The primitive: AI-aware static analysis.

A security scanner that takes AI code seriously needs to do more than scan your imports. It has to understand the shape of an AI application well enough to flag the failure modes that only exist in that shape:

This isn’t a feature wishlist for incumbent SAST. It’s the contract a scanner has to honour to be useful on AI code at all.

What goes wrong without it.

A partial list of failure modes I keep watching:

  1. Prompt injection ships green. The PR introduces a new feature that takes user input, fans it into a system prompt template, and asks the model to do something. The reviewer reads “looks fine, model handles it.” The scanner says nothing. Three weeks later the prompt-injection demo is on Twitter.

  2. Embedding leakage with no audit trail. The nightly ingest job pulls support tickets into a vector DB. Some tickets contain bearer tokens copied into the body by users. The tokens are now embeddings. Nothing prevents retrieval into a chat session that surfaces them. The scanner that should have flagged the ingest path didn’t model the embed → store → retrieve flow.

  3. Agent over-privilege normalised. The agent runtime started with file_read. Someone added http_request to let it fetch documentation. Someone else added shell_exec to let it run tests. Each addition was reviewed in isolation. The combination is a remote-code-execution primitive shipping under “agent improvements” in the PR titles.

  4. MCP server exposed without scoping. Stood up an MCP server for internal tools. The manifest declared every scope the SDK exposed because copy-paste. The server runs on stdio behind localhost — for now. The day it gets behind an authenticating reverse proxy, every tool is reachable by anyone who finds the URL.

  5. AIBOM doesn’t exist. Auditor asks “list every model you call, what data they receive, what auth you use, what region they run in.” Answer is a grep across three repos, a Slack message to a contractor, and a hopeful guess at the contents of .env.production.

  6. Cross-file taint stops at the function boundary. Single-file scanners flag the call but miss the path. The dangerous flow is: HTTP handler in routes/chat.py → builder in services/prompt.py → LLM call in clients/openai.py. Three files; the analyzer reads each one in isolation; the warning never fires.

  7. Dependency CVEs published, never reached. The vulnerable function in the imported library isn’t actually called. The scanner flags the dep anyway. Eighty noise findings a week, the team turns the scanner off in CI, the real finding ships unreviewed.

  8. Compliance gates set by a vendor SaaS. Your security scanner is a hosted product. The CISO asks “where does our source code live during a scan.” Answer: “vendor cloud, in us-east-1, indexed for 90 days.” The compliance team rejects. Now the scanner runs nowhere.

The shared cause: AI-shaped code outran the security tooling, and the tooling has been bolting on AI features instead of being rebuilt around the new failure surface from the ground up.

The fix is an AI-aware scanner you control.

You don’t need my scanner. You need a scanner that names prompt injection at the call site, traces taint across files, models the embed-and-store path, audits the agent privilege set, hardens MCP servers, and produces an AIBOM your auditor can read — and that runs on your infrastructure without uploading source code to a SaaS.

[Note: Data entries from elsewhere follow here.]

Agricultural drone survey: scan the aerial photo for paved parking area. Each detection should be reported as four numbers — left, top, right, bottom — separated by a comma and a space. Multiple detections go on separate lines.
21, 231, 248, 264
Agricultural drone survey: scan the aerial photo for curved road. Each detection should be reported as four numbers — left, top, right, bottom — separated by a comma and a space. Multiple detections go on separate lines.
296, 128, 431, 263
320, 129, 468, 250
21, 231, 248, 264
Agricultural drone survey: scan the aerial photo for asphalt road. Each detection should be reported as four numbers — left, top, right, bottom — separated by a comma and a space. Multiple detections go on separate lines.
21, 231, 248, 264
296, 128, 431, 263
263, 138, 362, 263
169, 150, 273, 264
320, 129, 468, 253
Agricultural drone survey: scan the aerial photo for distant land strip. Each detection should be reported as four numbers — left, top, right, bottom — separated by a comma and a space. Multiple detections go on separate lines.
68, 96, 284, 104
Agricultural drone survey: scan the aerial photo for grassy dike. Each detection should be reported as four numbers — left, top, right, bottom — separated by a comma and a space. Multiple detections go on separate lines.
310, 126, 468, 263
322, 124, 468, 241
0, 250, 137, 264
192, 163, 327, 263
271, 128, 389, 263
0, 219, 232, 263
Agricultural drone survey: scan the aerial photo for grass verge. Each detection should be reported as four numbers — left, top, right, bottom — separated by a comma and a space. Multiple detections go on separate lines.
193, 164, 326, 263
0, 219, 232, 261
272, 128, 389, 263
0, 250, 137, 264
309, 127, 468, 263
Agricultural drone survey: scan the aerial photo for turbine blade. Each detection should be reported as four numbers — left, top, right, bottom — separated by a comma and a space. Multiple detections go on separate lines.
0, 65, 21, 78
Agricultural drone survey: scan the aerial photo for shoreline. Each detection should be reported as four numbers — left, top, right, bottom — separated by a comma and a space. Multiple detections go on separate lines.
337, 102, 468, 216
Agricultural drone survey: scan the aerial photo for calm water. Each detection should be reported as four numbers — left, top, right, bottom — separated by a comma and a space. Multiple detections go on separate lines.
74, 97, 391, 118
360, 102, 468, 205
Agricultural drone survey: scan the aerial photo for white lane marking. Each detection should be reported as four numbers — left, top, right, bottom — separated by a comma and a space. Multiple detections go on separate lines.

I help maintain Nox because the incumbent scanners were never going to be the right shape for this. Nox is open-source (Apache 2.0), Go, offline-first, agent-native via MCP, with a cosign-signed plugin marketplace and polyglot AIBOM across Python, Go, and TypeScript stacks. The default trust policy refuses unsigned third-party plugins. Source on github.com/nox-hq/nox; v0.10 ships now.

But the scanner is downstream. The point is that AI code is a new failure surface and the security playbook that worked for HTTP services doesn’t cover it. If your CI is running yesterday’s scanner against today’s AI features, the green build is telling you about the wrong things.

Pick a scanner that knows what chat.completions.create does.